Die Wochen der Entscheidung im Wengert stehen bevor

Bevor mit der untergehenden Sonne der Betrieb am Stand so richtig in Fahrt kommt, hat Angelika Knauer kurz Zeit, über das Weinjahr zu sprechen. Der schlimme Frost im Frühjahr, meint sie, habe die Reben gar nicht so sehr getroffen. „Der war hauptsächlich schlecht für die Äpfel.“ Dem Wein, vom empfindlichen Trollinger abgesehen, habe es wenig geschadet, so ihre Erfahrung. Aber, ob der Jahrgang gut wird, da legt sie sich jetzt, zwei, drei Wochen vor dem Beginn der Lese noch nicht fest. „Erst wenn der Wein im Keller ist, ist man auf der sicheren Seite“, sagt Angelika Knauer. „Vorher eine Prognose abzugeben, wird immer schwieriger.“ Entscheidend sei immer der Schluss der Saison, sagt auch Jörg Ellwanger. Er müsse etwas lachen, wenn der Weinbauverband schon Anfang August seine Prognose für die Bilanz des Weinjahres abgebe. „Ich kann es Ihnen auch zwei Wochen vor der Lese nicht sagen.“ Yvonne Ellwanger sagt: Der Frühjahrs-Frost sei für Trollinger und Lemberger schlecht gewesen. Spätere Sorten wie der Merlot seien gar nicht betroffen.

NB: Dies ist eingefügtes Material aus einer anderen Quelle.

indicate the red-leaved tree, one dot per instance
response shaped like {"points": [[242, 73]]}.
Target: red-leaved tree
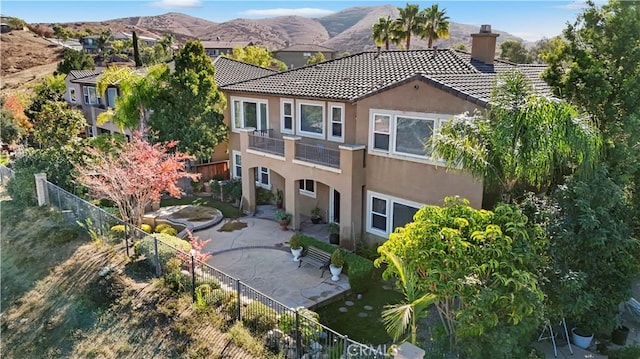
{"points": [[134, 175]]}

Schwankungen sind ganz normal

Gut dran sei, sagt Jörg Ellwanger, wer mit Frostruten arbeite. Das heißt: Wer lange eine zweite Rute stehen lässt, zur Sicherheit, falls es an der Hauptrute Frostausfall gibt. Seine Bilanz klingt sehr entspannt: Schwankungen im Ertrag von 20 bis 30 Prozent seien ganz normal. Wenn es hintenraus im Spätsommer und Herbst gute Bedingungen gebe, dann könnte sich der Ausfall durch den Frühjahrsfrost auch noch ausgleichen. Es komme auch mal wieder auf die Kirschessigfliege an, den Schädling, der die Trauben anbohrt und ihre Eier hineinlegt. Wenn die nächsten Tage und Wochen feucht und warm würden, könnte das die Fliege begünstigen, meint Jörg Ellwanger. Unterwegs sei sie schon. Die Wengerter hoffen deswegen auf wenig Regen, tags viel Sonne und kühle Nächte. Dann stehen die Chancen gut, dass es nächstes Jahr bei den 23. Weintagen auch 2017er-Jahrgänge gibt, die Weinfreunde richtig glücklich machen.